Multiple thread/process access to single GPU

Hi,

I’m working with a legacy C code, from which I would like to ship out compute-expensive routines/code blocks to the GPU using CUDA. I have a GPU that is mounted on a workstation with 2 dual-core CPUs. My legacy code is multi-process code, which means that I have routines that are running concurrently in separate parallel processes on all the 4 cores, and all of these routines would like to access the GPU. Is there a way by which I could schedule tasks from all 4 cores to run concurrently on the GPU, or use the GPU optimally?

Thanks,
GP

The driver does it for you. Simply launch kernel from each of your CPU threads.

Paulius

[quote name=‘paulius’ date=‘May 12 2008, 01:14 PM’]

The driver does it for you.
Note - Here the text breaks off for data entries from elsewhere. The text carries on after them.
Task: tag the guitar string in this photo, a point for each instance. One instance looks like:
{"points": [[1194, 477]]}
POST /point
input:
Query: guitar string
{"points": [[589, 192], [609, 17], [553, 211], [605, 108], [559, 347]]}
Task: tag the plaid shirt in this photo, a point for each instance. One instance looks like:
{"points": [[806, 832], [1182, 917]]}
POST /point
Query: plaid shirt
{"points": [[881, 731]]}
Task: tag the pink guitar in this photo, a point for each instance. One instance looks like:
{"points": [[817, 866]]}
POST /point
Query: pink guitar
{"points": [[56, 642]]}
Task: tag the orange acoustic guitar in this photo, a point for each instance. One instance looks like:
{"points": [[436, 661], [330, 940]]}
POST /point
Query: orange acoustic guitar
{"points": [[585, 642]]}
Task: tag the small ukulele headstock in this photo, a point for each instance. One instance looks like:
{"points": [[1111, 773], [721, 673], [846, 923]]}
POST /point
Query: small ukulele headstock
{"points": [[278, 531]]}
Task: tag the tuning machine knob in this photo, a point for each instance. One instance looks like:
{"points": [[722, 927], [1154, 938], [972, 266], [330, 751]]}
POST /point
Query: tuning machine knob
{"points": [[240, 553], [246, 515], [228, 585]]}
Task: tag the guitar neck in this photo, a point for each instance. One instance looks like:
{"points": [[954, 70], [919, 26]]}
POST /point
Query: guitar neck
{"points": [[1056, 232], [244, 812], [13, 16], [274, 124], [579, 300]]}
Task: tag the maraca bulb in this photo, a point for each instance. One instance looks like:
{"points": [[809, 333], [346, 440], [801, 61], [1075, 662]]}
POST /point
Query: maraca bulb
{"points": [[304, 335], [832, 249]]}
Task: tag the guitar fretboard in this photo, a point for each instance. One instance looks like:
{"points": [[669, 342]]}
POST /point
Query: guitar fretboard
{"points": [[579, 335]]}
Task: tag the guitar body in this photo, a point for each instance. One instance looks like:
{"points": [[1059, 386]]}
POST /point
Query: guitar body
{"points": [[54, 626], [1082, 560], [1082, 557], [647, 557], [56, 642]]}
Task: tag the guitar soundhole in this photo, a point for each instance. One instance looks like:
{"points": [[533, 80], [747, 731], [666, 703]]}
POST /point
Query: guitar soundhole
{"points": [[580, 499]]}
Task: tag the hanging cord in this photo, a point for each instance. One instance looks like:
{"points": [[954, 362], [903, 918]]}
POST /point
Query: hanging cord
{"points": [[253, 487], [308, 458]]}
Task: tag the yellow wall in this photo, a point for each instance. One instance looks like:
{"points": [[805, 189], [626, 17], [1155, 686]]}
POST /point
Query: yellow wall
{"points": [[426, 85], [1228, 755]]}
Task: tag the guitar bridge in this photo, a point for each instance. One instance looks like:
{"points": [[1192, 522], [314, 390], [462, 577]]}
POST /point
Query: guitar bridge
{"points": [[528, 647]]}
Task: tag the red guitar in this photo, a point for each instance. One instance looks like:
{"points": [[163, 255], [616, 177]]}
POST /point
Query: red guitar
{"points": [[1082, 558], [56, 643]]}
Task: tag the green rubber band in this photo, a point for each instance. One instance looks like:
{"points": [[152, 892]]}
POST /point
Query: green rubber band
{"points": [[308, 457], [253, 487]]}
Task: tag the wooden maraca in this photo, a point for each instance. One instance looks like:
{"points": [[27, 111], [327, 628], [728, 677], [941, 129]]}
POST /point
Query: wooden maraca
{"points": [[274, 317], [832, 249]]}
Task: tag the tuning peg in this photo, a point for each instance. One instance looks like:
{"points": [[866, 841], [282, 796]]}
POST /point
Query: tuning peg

Simply launch kernel from each of your CPU threads.

Thanks Paulius, but can we launch a kernel from each separate process, to the same GPU, at the same time?

Yes, but they wont be executed concurrently on a single GPU, but in a sequential manner.

Also, CUDA contexts of different threads|processes will live in separate address spaces, this might be worth noting, you cannot share data between them on the GPU.

Can I run different streams from a single kernel on (i) separate processes and (ii) separate threads? Could this be a way to overlap data transfer and compute for separate processes and/or separate threads?